Caged is nothing but an unnecessary rehash of stuff that already has been organized in the musical system, and the nature of the instrument.
It’s like deviding the letters of the alphabet in 5 groups and declare you have found a system to help people spell words.
I don't exactly agree. I mean, well, ugh - I do of course somewhat agree, but by that logic, bog standard barré chords would possibly fall under that definition, too.
The idea behind both is: Take an already wellknown shape and move it. Then have a look at how you can modify it.
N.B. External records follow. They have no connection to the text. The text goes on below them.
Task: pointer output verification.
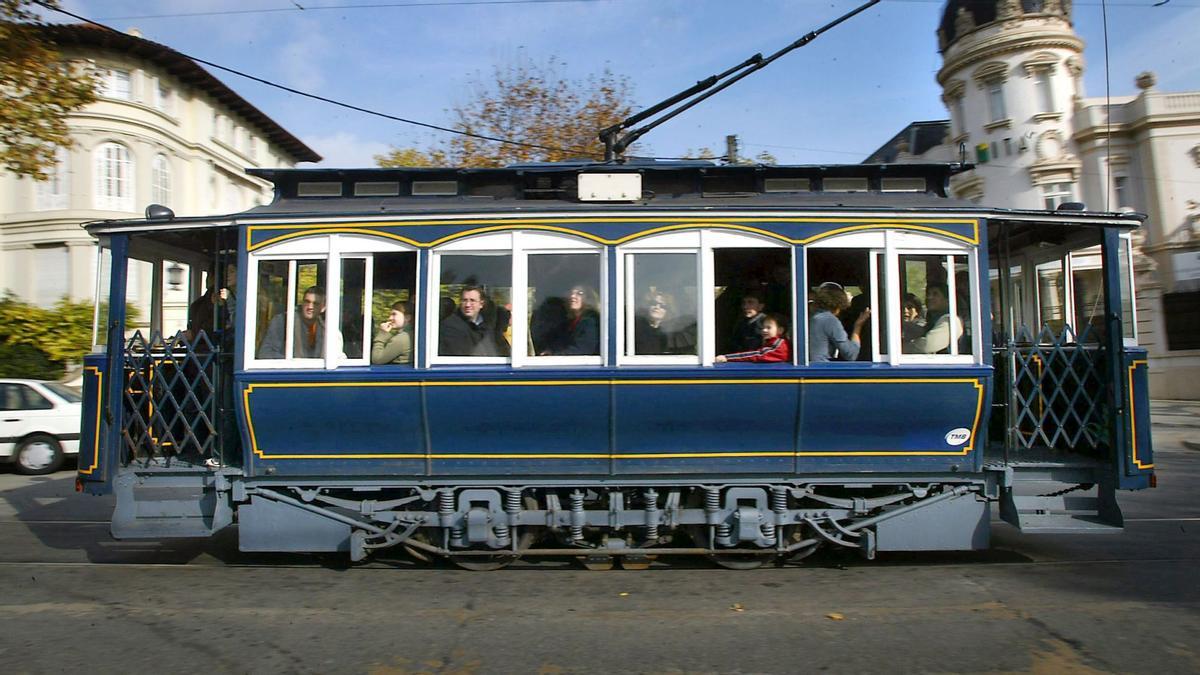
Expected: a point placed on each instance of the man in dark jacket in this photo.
(466, 333)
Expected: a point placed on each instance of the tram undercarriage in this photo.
(737, 526)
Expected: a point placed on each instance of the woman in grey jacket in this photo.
(827, 338)
(394, 342)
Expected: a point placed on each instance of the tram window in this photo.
(661, 308)
(945, 285)
(564, 304)
(749, 280)
(394, 281)
(1128, 322)
(1051, 297)
(1087, 286)
(475, 296)
(839, 282)
(353, 309)
(291, 316)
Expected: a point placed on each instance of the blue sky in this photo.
(833, 101)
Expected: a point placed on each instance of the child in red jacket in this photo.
(774, 346)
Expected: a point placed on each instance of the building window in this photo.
(1121, 191)
(996, 101)
(1044, 87)
(54, 192)
(160, 180)
(114, 178)
(1056, 193)
(117, 83)
(163, 99)
(52, 284)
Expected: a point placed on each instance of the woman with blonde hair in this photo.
(582, 327)
(827, 336)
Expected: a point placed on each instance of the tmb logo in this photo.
(958, 436)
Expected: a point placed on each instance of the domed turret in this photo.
(1011, 75)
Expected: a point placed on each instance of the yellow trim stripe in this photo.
(100, 400)
(1133, 416)
(557, 225)
(966, 449)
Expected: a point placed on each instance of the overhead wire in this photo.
(336, 102)
(309, 7)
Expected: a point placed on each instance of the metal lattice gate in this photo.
(171, 399)
(1059, 394)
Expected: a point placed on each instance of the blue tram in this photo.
(487, 364)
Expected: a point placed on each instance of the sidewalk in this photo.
(1182, 417)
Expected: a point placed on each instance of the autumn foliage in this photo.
(532, 103)
(39, 93)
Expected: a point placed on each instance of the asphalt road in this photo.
(72, 599)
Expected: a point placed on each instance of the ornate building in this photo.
(163, 130)
(1012, 82)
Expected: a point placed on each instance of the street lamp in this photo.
(175, 276)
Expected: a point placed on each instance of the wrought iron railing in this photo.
(171, 400)
(1057, 392)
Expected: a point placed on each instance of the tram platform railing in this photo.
(1055, 393)
(171, 401)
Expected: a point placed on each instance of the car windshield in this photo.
(69, 394)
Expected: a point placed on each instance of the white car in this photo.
(39, 424)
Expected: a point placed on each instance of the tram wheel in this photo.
(595, 562)
(637, 562)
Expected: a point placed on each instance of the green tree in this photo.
(40, 90)
(41, 342)
(528, 102)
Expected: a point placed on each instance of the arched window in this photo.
(160, 180)
(114, 178)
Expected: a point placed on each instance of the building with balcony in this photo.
(1012, 83)
(165, 131)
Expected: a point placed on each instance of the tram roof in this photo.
(541, 187)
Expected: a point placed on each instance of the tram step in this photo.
(180, 506)
(1063, 514)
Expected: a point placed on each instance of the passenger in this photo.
(202, 312)
(774, 345)
(309, 336)
(582, 328)
(649, 329)
(936, 338)
(394, 341)
(827, 338)
(466, 333)
(748, 332)
(547, 326)
(913, 324)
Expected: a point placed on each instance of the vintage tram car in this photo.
(255, 401)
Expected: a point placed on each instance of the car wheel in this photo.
(39, 454)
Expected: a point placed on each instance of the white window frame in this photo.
(54, 192)
(702, 244)
(1056, 193)
(997, 108)
(160, 180)
(330, 249)
(115, 87)
(893, 244)
(520, 245)
(113, 174)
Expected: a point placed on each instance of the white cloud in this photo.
(343, 149)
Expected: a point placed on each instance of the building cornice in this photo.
(1006, 43)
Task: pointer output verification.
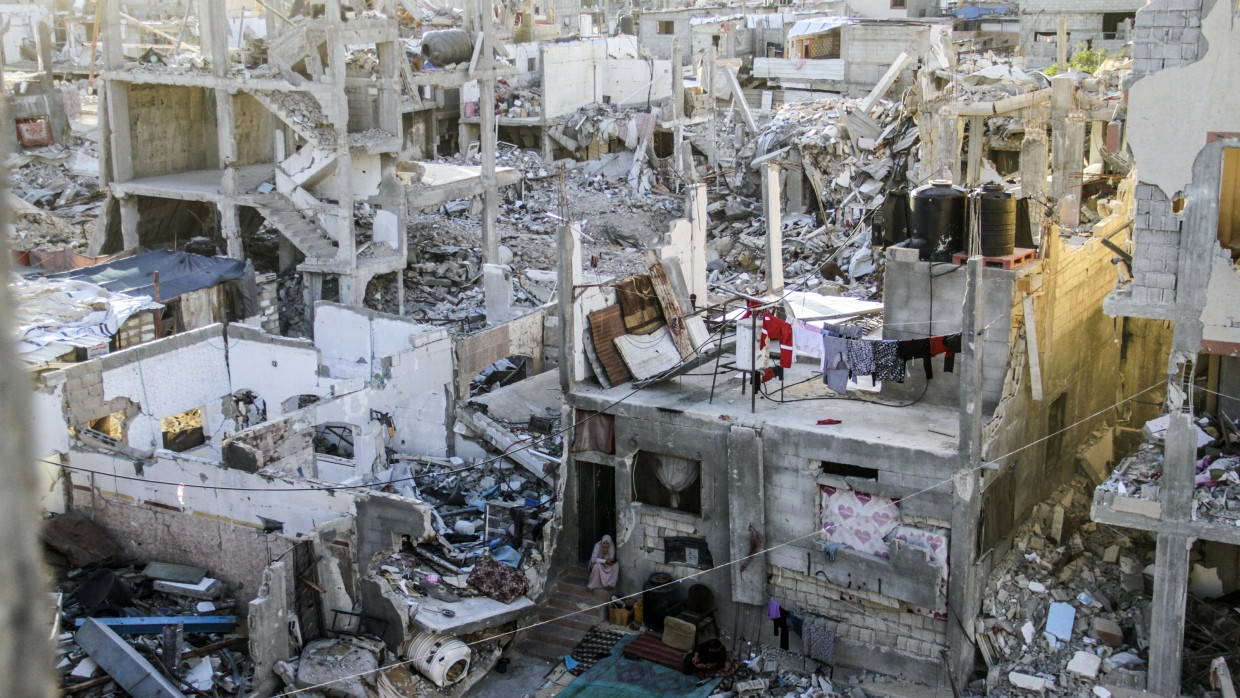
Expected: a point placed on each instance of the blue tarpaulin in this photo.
(179, 273)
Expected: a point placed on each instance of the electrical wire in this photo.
(729, 563)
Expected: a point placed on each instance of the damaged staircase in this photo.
(305, 234)
(559, 632)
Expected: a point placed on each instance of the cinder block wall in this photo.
(1167, 34)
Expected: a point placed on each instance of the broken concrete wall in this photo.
(233, 551)
(170, 143)
(179, 373)
(869, 48)
(881, 632)
(279, 448)
(1168, 139)
(408, 367)
(585, 73)
(522, 336)
(919, 303)
(1074, 339)
(294, 503)
(1085, 24)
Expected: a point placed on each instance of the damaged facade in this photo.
(388, 313)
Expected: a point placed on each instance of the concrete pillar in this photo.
(230, 228)
(709, 89)
(1062, 45)
(129, 222)
(1167, 618)
(678, 153)
(497, 289)
(976, 140)
(1096, 140)
(745, 508)
(774, 264)
(487, 141)
(25, 653)
(1033, 176)
(964, 580)
(568, 275)
(946, 145)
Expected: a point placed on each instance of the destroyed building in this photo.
(471, 288)
(1177, 480)
(688, 470)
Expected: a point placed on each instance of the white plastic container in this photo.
(442, 658)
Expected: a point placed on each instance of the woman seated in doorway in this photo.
(604, 570)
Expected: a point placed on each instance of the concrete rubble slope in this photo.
(444, 196)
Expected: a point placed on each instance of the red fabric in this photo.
(780, 331)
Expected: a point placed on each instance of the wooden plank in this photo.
(1031, 340)
(671, 305)
(605, 326)
(649, 355)
(150, 625)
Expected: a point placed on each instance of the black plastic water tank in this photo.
(657, 595)
(996, 217)
(938, 222)
(447, 46)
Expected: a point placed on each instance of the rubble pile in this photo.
(155, 608)
(517, 102)
(1217, 494)
(495, 511)
(1067, 609)
(55, 196)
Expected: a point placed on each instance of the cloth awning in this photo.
(817, 25)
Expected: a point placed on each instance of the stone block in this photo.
(1085, 663)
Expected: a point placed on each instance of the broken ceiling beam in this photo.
(739, 98)
(151, 625)
(885, 82)
(506, 441)
(123, 663)
(1003, 106)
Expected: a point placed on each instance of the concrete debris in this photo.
(1096, 629)
(109, 604)
(339, 667)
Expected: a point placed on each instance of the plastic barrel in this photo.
(442, 658)
(996, 215)
(447, 46)
(657, 598)
(938, 221)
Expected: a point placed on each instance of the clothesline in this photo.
(845, 355)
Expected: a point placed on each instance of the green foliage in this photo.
(1084, 60)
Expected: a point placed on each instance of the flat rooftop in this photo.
(873, 419)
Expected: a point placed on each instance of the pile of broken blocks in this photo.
(1067, 609)
(119, 624)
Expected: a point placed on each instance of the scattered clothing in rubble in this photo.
(497, 580)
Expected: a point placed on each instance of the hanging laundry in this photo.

And either model doesn't start with whatever "proper" musical model but with a model working well on guitar in open position.
Add to this that the guitar lends to these kinda approaches because of the easy transposibility.
So, I think that's a pretty valid idea in general, especially as not-so-advanced folks seem to get it quite easily.
What I personally (<-!) however don't exactly get is why some people don't make a "transition" to another more generally valid approach at one point in time. I mean, 4-part 7th chords (likely in their drop 2 incarnations) is something you can easily transfer to other instruments. Same for triads. It's also a means of general music communication. "C-shape in 7th position" doesn't make sense to anyone but a guitar player. Add to this that if you really want to get deeper into things, you will likely have to learn note relations, intervals, scale degrees, inversions and what not anyway.
Whatever, quite some high profiled players seem think all the way in the CAGED system, so it can't be complete nonsense. And in the end, it's mainly just a different POV of one and the same thing, possibly leading you to different playing ideas.
One thing I just never got is how the CAGED model would help you much with any scale related things. Sure, I somehow get it, but I think that more generally applicable ways to organize notes are a better tool.